Turner Prize winner Steve McQueen will present his long-awaited film about the Grenfell Tower fire at the Serpentine Galleries in London next month (Grenfel, April 7-May 10). McQueen was able to film the tower from a helicopter in December 2017 before scaffolding was erected around the crumbling building. The 24-minute work, self-financed by McQueen, will enter the collections of the Tate and the Museum of London after the Serpentine exhibition.
In June 2017, 72 people died in the fire that broke out at the 23-storey tower block in west London. Among those who died was British-Gambian artist Khadija Sayewho exhibited works in the Diaspora pavilion at the Venice Biennale in 2017.
“I feared that once the tower was covered, it would only be a matter of time before it faded from public memory. In fact, I imagine a lot of people expected that to be the case. I was determined that he would never be forgotten. So my decision was made for me. Remember,” McQueen said in a statement.

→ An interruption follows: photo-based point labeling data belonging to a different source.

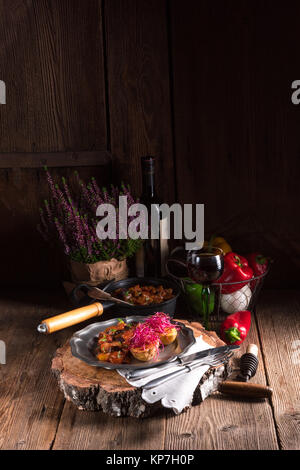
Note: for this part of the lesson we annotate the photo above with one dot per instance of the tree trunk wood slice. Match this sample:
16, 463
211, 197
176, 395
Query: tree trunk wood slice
96, 389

The film is dedicated to the 72 people who died in the fire, the bereaved and the survivors, he adds.
The Guardian reports that the film is “without words or music, McQueen’s camera pans tirelessly around the council block, often up close, allowing viewers to see into rooms where people have died and forensic investigators in white suits examining the evidence.”
In 2020, the Grenfell Next of Kin support group, made up of the immediate family members of 33 people who died in the 2017 fire, said they felt “totally helpless” by the McQueen project.
A project statement reads: “McQueen has had conversations with groups of Grenfell mourners and survivors and individuals in the wider community at various times over the past five and a half years. Serpentine and Steve McQueen engaged in these discussions so that Grenfell is delivered with sensitivity and with the considerations of the bereaved and survivors at the forefront.
The first phase of the government investigation into the disaster concluded in 2019; the findings of the second phase are expected to be released later this year. Last November, the investigation was closed after 400 days of evidence. Richard Millett KC, the inquest counsel, used his closing statement to state: “Each of the deaths that occurred at Grenfell Tower on June 14, 2017 were preventable.”